Tobacco use is set to become the leading cause of death in low and middle income countries by 2030. This vice causes 15 cancers, particularly lung cancer, and is the only common denominator in the non communicable diseases (NCD) epidemic which involves diabetes, heart and respiratory diseases.

This year, the World Health Organization (WHO) has selected tobacco industry interference in tobacco control efforts as the theme of the World No Tobacco Day.

The tobacco industry has been defined as ‘those persons and companies engaged in the growth, preparation for sale, shipment, advertisement, and distribution of tobacco and tobacco-related products’.
The leading tobacco companies in the world include Phillip Morris, British American Tobacco (BAT) and Japan Tobacco International. In Uganda, British American Tobacco Uganda (BATU) and Mastermind are the leading ones.

The tobacco industry is one of the most lucrative in the world. The Tobacco Atlas last year estimated that revenues from the global tobacco industry were likely to reach half a trillion US dollars, a year. Many tobacco companies are actually wealthier than many developing countries.

“The tobacco industry has historically employed a multitude of tactics to shape and influence tobacco control policy. It has used its economic power, lobbying and marketing machinery, and manipulation of the media to discredit scientific research and influence governments in order to propagate the sale and distribution of its deadly product. Furthermore, the tobacco industry continues to inject large philanthropic contributions into social programmes worldwide to create a positive public image under the guise of corporate social responsibility,” reads a WHO statement.

Because of the economic muscle tobacco companies wield, they hold sway over poor African governments and frustrate national efforts to cut tobacco deaths.

“The entry point for the tobacco industry in Uganda is the overly hyped economic importance of the industry in government tax revenue and tobacco farmers’ livelihoods,” says Dr Sheila Ndyanabangi, the Tobacco Control focal person in the ministry of Health.

But the disease burden and the costs of treating tobacco-related diseases far outweigh the reported economic importance and are not worth any life. The Centre for Tobacco Control in Africa (CTCA), a regional project funded by the Bill and Melinda Gates Foundation, is pioneering alternatives to tobacco farming through pilot projects in the tobacco-growing districts of Arua and Kanungu.

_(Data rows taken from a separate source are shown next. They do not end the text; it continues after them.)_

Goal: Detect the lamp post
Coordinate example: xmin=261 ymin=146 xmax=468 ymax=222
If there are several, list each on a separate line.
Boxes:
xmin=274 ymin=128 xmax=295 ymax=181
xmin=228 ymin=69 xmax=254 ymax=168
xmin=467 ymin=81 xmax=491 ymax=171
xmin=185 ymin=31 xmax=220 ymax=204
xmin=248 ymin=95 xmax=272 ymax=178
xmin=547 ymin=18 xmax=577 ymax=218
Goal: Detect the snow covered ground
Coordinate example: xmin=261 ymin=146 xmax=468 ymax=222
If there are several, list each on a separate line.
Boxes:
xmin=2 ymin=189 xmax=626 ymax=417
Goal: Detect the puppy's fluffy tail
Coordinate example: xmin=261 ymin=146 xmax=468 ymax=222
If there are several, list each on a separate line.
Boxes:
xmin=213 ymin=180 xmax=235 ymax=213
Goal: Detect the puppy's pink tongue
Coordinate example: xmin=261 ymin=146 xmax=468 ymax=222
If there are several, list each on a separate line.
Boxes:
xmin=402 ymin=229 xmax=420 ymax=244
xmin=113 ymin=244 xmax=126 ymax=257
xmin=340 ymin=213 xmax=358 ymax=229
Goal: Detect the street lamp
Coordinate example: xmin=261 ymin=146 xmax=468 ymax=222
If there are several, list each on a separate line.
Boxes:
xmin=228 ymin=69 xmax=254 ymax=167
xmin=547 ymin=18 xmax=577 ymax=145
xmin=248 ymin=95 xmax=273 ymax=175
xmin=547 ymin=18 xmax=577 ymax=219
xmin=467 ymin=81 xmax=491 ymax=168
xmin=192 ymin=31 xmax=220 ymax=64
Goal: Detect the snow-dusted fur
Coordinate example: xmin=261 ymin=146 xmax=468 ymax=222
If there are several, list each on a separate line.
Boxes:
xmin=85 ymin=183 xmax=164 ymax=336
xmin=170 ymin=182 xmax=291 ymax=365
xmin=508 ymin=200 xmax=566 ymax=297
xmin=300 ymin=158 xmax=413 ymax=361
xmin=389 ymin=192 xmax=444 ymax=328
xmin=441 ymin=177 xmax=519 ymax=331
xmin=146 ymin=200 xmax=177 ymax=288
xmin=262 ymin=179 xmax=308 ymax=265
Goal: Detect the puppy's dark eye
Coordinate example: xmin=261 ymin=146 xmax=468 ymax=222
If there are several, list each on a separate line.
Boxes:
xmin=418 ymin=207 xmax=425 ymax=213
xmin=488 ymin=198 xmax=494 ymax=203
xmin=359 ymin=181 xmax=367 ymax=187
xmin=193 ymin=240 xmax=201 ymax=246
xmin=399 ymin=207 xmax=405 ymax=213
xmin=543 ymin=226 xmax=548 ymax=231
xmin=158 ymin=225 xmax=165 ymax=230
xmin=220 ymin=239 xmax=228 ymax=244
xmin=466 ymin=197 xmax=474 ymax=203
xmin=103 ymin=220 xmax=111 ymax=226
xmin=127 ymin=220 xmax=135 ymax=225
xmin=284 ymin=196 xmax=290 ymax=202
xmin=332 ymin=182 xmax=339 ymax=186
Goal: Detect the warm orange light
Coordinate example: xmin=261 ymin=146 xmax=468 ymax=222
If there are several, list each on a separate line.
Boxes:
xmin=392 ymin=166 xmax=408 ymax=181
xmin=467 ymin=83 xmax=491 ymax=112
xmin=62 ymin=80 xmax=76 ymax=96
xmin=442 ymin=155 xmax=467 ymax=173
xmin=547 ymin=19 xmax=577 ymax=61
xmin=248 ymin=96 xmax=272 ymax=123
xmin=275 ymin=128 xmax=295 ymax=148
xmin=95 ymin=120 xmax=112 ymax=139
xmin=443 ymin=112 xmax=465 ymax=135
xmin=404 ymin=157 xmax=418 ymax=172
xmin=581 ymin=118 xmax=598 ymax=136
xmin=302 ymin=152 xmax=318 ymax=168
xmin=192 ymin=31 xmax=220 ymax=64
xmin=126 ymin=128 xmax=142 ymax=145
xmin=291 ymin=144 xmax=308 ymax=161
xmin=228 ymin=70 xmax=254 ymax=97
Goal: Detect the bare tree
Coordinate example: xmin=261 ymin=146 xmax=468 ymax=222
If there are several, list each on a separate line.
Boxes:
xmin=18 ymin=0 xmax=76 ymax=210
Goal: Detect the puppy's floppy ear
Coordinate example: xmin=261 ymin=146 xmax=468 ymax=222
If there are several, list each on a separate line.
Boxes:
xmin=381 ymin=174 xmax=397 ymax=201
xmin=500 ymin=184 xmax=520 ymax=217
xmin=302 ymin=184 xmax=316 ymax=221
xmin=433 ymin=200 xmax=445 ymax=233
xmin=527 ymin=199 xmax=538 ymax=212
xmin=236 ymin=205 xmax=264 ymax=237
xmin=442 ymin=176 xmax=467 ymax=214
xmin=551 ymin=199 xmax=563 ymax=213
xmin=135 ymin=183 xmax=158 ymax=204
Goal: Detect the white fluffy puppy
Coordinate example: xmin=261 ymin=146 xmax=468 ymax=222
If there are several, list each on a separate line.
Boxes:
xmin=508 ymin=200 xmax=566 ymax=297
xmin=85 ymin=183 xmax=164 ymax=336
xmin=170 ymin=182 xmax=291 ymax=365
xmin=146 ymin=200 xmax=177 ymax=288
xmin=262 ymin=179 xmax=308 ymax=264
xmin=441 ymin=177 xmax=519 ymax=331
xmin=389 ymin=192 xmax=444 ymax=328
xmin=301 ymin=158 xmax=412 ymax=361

According to information from Uganda Tobacco or Health Forum, the tobacco industry reportedly put Uganda government under pressure not to increase excise duty on cigarettes in the 2008/2009 national budget, yet globally, taxes on tobacco products are said to be one of the most effective deterrents to tobacco use.

Tobacco companies all over the world are known to frustrate national anti-tobacco legislation through instituting stalling lawsuits and sustained media campaigns against proposed legislation.
John Amanya, Deputy Executive Secretary of the Uganda National Tobacco Control Association, observes that in Uganda we have already seen the tobacco industry sponsor press articles to try and punch holes in the proposed tobacco control bill which had its first reading before Parliament recently.
Despite the ban on tobacco advertising in Uganda, tobacco companies still stealthily advertise under the guise of corporate social responsibility sponsorships or indirect advertising, such as glossy job adverts in the print media.

Jackie Tumwine, a tobacco control advocate, recalls that despite the law banning tobacco advertising and promotion, BATU sponsored and chaired the Commonwealth Business Forum in 2007.

“The global tobacco industry kills six million people every year. It does this in a deliberate, systematic manner, complete with business plans, lobbying, political contributions and favours, and cash bonuses to its executives who kill the most people by successfully selling them their deadly cigarettes and other tobacco products,’’ says Dr Thomas Glynn of the American Cancer Society.